2011-09-25
Elias
- Installing GraphViz on my laptop to view the FSTs drawn in .dot format.
Chapter 3 Exercises
3.2
FST from book:
---3-17.dot---
digraph 3.17 {
rankdir=LR
q0 [shape=doublecircle]
q1 [shape=doublecircle]
q2 [shape=doublecircle]
q0 -> q0 [label="^:ε\nother\n#"]
q0 -> q1 [label="z,s,x"]
q1 -> q0 [label="#\nother"]
q1 -> q1 [label="z,s,x"]
q1 -> q2 [label="^:ε"]
q2 -> q0 [label="#\nother"]
q2 -> q1 [label="z,x"]
q2 -> q5 [label="s"]
q5 -> q2 [label="^:ε"]
q5 -> q1 [label="z,s,x"]
q5 -> q0 [label="other"]
q2 -> q3 [label="^:ε"]
q3 -> q4 [label="s"]
q4 -> q0 [label="#"]
}
Extended FST for "sh" and "ch":
---3-17e.dot---
digraph 3.2 {
rankdir=LR
q0 [shape=doublecircle]
q1 [shape=doublecircle]
q2 [shape=doublecircle]
q0 -> q0 [label="^:ε\nother\n#"]
q0 -> q1 [label="z,s,x,\nsh,ch"]
q1 -> q0 [label="#\nother"]
q1 -> q1 [label="z,s,x,\nsh,ch"]
q1 -> q2 [label="^:ε"]
q2 -> q0 [label="#\nother"]
q2 -> q1 [label="z,x"]
q2 -> q5 [label="s"]
q2 -> q6 [label="sh,ch"]
q6 -> q2 [label="^:ε"]
q6 -> q1 [label="z,s,x,\nsh,ch"]
q5 -> q2 [label="^:ε"]
q5 -> q1 [label="z,s,x,\nsh,ch"]
q5 -> q0 [label="other"]
q2 -> q3 [label="ε:e"]
q3 -> q4 [label="s"]
q4 -> q0 [label="#"]
}
3.3
digraph kins {
rankdir=LR
q0 [shape=doublecircle]
q1 [shape=doublecircle]
q2 [shape=doublecircle]
q0 -> q0 [label="^:ε\n#\n\other"]
q0 -> q1 [label="c"]
q1 -> q0 [label="#\nother"]
q1 -> q2 [label="^:ε"]
q2 -> q3 [label="ε:k"]
q3 -> q4 [label="ing"]
q4 -> q0 [label="#"]
}
3.5
Trying to draw in .DOT and write a FST for Soundex Algorithm in Python's NLTK.

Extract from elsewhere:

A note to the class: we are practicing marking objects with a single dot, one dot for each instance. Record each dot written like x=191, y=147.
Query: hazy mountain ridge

Started working on written FST. (soundex.py) -- Still buggy/not done. Uploaded current version.
---Soundex Algorithm---
Given a last name:
Remove all non-initial instances of ['a','e','h','i','o','u','w','y']
Replace all ['b','f','p','v'] with '1'
Replace all ['c','g','j','k','q','s','x','z'] with '2'
Replace all ['d','t'] with '3'
Replace all ['l'] with '4'
Replace all ['m','n'] with '5'
Replace all ['r'] with '6'
Replace all sequences of the same number with a single number
Convert to Letter-Digit-Digit-Digit. Add trailing zeros if necessary.
Eg: 'Zeidan' -> Z350
'Mahoney' -> M500